The Google Pixels claim to fame is its TPM chip called Titan M, which - besides a couple of iPhones - is considered the only one which can reliably throttle brute force attempts, allowing users to securely use relatively easy PINs. For some time now I've been wondering how is this possible, and I'm here to call bull****.
This topic has been driving me crazy for some time, so I'm writing this in an overconfident manner not because I found the exact answer, but because I hope to provoke someone to proof me wrong.
Titan-M does absolutely anything special about throttling. Because Titan-M has exact throttling progression defined with exact seconds, then to do this it needs to count passage of time, and to do that it needs power. If Titan-M doesn't have its own battery (which should be able to run for 10+ years) and clock, then it's relying on external signal to count the time. So all you need to do, is to move it over to a special board and speed up time after every failed PIN attempt. It might be even as simple as changing the time value on the board, if Titan-M doesn't count it by itself using signal frequency.
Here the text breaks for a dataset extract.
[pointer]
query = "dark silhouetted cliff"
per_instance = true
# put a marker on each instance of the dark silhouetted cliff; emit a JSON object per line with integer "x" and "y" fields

TLDR: I'm here to claim, the PIN throttling is based on either:
- external time value
- is counted based on experienced frequency.
Both of which can be easily manipulated.
BTW. It gets worse. While researching this topic, I've found a research paper about Titan-M [1]. It claims Titan-M firmware can be updated, and this process is secured by user password, so just PIN.
Why then we didn't hear about bypassing PIN on GrapheneOS? I think it's because GrapheneOS is such a small niche, it will just happen when required (or even already happened), but there's just no reason for perpetrators to talk about it. For standard Pixels it's not necessary, Google can just bypass anything over Google Play Services on court order.
So what to do? Consider your threat model. GrapheneOS was always encouraging strong password as the safest solution. I'm just here to claim, bypassing PIN throttling is most likely a lot easier to defeat than it is commonly believed.
Appendix: can it be done better? Yes. Yubikeys don't allow firmware updates at all. They don't throttle PIN attempts, then count them and clear the PK when the limit is reached. This has a side effect: it's easy for a bad actor to reset the device. Someone could just take the phone, reach the limit to wipe it - pretty annoying.